How to force return value optimization in msvc

Question

I have a function in a class that I want the compiler to use NRVO on...all the time...even in debug mode. Is there a pragma for this?

Here is my class that works great in "release" mode:

template <int _cbStack> class CBuffer {
public:
    CBuffer(int cb) : m_p(0) { 
        m_p = (cb > _cbStack) ? (char*)malloc(cb) : m_pBuf;
    }
    template <typename T> operator T () const { 
        return static_cast<T>(m_p); 
    }
    ~CBuffer() { 
        if (m_p && m_p != m_pBuf) 
            free(m_p); 
    }
private: 
    char *m_p, m_pBuf[_cbStack];
};

The class is used to make a buffer on the stack unless more than _cbStack bytes are required. Then when it destructs, it frees memory if it allocated any. It's handy when interfacing to c functions that require a string buffer, and you are not sure of the maximum size.
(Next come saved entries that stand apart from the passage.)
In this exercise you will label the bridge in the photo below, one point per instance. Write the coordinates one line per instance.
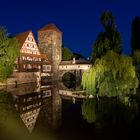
(76, 67)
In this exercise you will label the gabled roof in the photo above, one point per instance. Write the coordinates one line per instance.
(21, 37)
(50, 27)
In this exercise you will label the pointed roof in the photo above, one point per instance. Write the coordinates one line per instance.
(50, 27)
(21, 37)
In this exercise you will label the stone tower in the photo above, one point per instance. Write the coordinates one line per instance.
(50, 43)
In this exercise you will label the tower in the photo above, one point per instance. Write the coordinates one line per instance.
(50, 43)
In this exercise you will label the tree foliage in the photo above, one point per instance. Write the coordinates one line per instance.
(9, 50)
(110, 39)
(135, 30)
(136, 62)
(112, 75)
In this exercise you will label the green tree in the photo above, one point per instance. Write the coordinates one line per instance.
(112, 75)
(135, 31)
(136, 62)
(9, 50)
(67, 54)
(110, 39)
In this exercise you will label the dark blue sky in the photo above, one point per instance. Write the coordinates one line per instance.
(77, 19)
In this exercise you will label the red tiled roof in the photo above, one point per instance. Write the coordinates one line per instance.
(50, 27)
(22, 37)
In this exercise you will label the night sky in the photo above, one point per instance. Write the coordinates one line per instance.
(77, 19)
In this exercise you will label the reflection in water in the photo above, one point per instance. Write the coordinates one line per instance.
(31, 105)
(116, 110)
(40, 109)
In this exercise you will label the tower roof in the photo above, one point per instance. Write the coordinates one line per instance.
(50, 27)
(21, 37)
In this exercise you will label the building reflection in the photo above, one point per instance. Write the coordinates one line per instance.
(38, 104)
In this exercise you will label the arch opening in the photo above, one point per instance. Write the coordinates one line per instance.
(69, 80)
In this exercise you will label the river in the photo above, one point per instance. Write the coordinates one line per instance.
(38, 112)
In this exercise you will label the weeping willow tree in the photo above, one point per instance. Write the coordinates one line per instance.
(9, 51)
(112, 75)
(110, 39)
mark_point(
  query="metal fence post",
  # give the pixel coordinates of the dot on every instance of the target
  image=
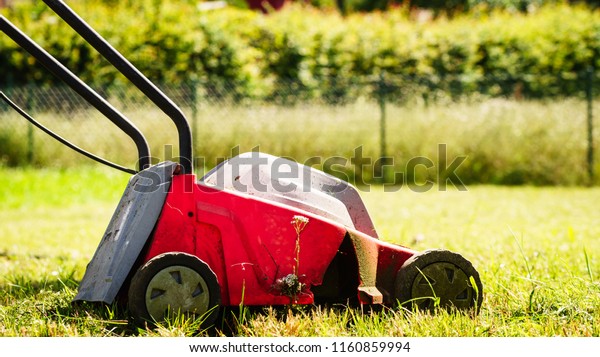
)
(381, 98)
(590, 122)
(194, 93)
(30, 134)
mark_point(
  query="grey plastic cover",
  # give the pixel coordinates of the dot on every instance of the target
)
(288, 182)
(127, 233)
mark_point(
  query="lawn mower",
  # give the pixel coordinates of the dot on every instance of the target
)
(256, 230)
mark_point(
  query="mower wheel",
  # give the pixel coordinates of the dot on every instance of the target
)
(439, 278)
(171, 283)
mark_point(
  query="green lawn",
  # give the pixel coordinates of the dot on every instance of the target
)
(536, 249)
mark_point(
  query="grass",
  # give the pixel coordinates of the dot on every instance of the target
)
(506, 142)
(535, 248)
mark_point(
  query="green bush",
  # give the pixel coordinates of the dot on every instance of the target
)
(320, 54)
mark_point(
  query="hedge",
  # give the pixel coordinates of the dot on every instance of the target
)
(320, 53)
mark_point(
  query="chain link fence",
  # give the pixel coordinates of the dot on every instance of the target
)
(493, 121)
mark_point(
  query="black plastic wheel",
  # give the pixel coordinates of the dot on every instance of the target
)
(174, 282)
(439, 278)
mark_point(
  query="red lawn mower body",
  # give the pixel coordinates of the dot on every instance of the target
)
(246, 233)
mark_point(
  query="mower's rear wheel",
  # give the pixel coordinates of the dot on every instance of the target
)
(173, 283)
(439, 279)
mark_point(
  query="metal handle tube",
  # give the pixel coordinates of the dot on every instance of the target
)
(134, 75)
(48, 61)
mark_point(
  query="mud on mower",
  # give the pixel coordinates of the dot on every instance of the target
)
(241, 234)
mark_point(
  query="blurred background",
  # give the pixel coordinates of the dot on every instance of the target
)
(510, 85)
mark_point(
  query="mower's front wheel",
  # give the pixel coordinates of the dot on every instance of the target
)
(173, 283)
(439, 278)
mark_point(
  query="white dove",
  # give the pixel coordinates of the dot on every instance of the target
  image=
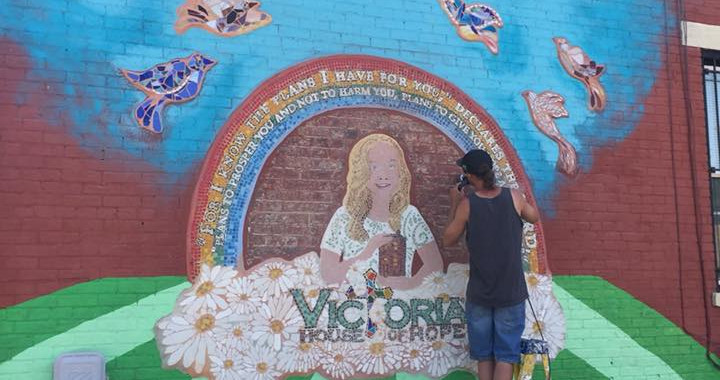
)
(544, 109)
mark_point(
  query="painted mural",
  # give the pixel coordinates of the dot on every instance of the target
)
(474, 22)
(544, 108)
(179, 80)
(400, 315)
(379, 297)
(222, 17)
(579, 65)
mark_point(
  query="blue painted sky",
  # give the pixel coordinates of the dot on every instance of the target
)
(93, 39)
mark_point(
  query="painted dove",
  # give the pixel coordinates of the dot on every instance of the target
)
(475, 22)
(574, 60)
(223, 17)
(176, 81)
(544, 109)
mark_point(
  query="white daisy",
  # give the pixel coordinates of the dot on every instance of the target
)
(443, 357)
(238, 333)
(208, 290)
(378, 357)
(538, 283)
(415, 356)
(243, 296)
(299, 357)
(191, 337)
(377, 312)
(260, 364)
(308, 268)
(274, 278)
(550, 321)
(435, 283)
(226, 363)
(276, 322)
(335, 361)
(457, 279)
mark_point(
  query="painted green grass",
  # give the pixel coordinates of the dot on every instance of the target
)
(646, 326)
(29, 323)
(143, 363)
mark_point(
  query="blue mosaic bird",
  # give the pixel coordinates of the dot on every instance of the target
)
(176, 81)
(474, 22)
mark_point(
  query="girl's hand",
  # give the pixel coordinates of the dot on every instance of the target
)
(374, 243)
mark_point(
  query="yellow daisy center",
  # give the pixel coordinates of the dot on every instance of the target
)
(205, 288)
(305, 347)
(276, 326)
(275, 273)
(377, 348)
(537, 326)
(205, 323)
(261, 367)
(532, 281)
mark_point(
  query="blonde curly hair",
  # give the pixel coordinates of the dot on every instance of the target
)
(358, 198)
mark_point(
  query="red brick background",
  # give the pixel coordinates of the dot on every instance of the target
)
(67, 216)
(303, 182)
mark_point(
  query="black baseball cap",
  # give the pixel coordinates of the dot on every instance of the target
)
(473, 160)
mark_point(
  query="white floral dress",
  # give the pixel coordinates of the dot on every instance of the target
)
(412, 226)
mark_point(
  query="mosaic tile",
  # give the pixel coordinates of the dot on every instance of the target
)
(222, 17)
(474, 22)
(176, 81)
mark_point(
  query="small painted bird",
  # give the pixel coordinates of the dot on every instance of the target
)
(223, 17)
(475, 22)
(176, 81)
(544, 108)
(579, 65)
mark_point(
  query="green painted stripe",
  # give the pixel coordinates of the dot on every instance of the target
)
(568, 366)
(112, 334)
(29, 323)
(606, 347)
(646, 326)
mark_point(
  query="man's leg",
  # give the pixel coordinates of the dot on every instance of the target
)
(503, 371)
(480, 337)
(485, 369)
(509, 324)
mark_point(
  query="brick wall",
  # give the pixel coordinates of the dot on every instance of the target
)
(303, 182)
(75, 207)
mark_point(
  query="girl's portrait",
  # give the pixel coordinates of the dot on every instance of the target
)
(376, 227)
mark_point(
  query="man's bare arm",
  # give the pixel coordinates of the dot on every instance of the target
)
(527, 212)
(457, 225)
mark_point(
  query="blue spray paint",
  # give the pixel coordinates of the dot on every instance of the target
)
(95, 39)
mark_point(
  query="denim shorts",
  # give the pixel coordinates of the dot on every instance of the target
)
(494, 332)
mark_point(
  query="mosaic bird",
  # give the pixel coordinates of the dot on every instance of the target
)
(544, 109)
(176, 81)
(222, 17)
(574, 60)
(475, 22)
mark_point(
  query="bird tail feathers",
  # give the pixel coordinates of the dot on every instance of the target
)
(567, 159)
(596, 102)
(148, 114)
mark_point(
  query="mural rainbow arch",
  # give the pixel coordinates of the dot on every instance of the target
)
(236, 158)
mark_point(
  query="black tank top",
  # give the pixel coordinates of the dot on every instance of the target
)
(494, 241)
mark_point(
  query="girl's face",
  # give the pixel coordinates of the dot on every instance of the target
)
(384, 161)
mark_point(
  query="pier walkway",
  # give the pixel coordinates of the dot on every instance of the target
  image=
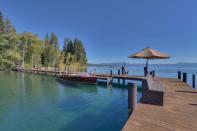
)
(178, 113)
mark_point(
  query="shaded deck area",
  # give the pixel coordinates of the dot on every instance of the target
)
(179, 110)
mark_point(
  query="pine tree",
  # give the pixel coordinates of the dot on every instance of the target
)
(54, 40)
(2, 26)
(8, 26)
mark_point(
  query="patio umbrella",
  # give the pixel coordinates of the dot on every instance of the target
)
(149, 53)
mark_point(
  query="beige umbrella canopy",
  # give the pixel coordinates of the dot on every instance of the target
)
(149, 53)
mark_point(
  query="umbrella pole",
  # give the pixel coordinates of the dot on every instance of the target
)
(147, 67)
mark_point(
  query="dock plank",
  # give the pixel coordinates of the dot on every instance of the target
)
(179, 112)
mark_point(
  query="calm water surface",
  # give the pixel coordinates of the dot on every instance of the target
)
(30, 102)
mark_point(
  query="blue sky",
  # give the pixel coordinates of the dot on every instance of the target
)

Anyway, I was trying to write a function that could return CBuffer, like in this test:

#include "stdafx.h"
#include <malloc.h>
#include <string.h>

template <int _cbStack> CBuffer<_cbStack> foo() 
{ 
    // return a Buf populated with something...
    unsigned long cch = 500;
    CBuffer<_cbStack> Buf(cch + 1);
    memset(Buf, 'a', cch);  
    ((char*)Buf)[cch] = 0;
    return Buf;
}

int _tmain(int argc, _TCHAR* argv[])
{
    auto Buf = foo<256>();
    return 0;
}

I was counting on NRVO to make foo() fast. In release mode, it works great. In debug mode, it obviously fails, because there is no copy constructor in my class. I don't want a copy constructor, since CBuffer will be used by developers who like to copy everything 50 times. (Rant: these guys were using a dynamic array class to create a buffer of 20 chars to pass to WideCharToMultiByte(), because they seem to have forgotten that you can just allocate an array of chars on the stack. I don't know if they even know what the stack is...)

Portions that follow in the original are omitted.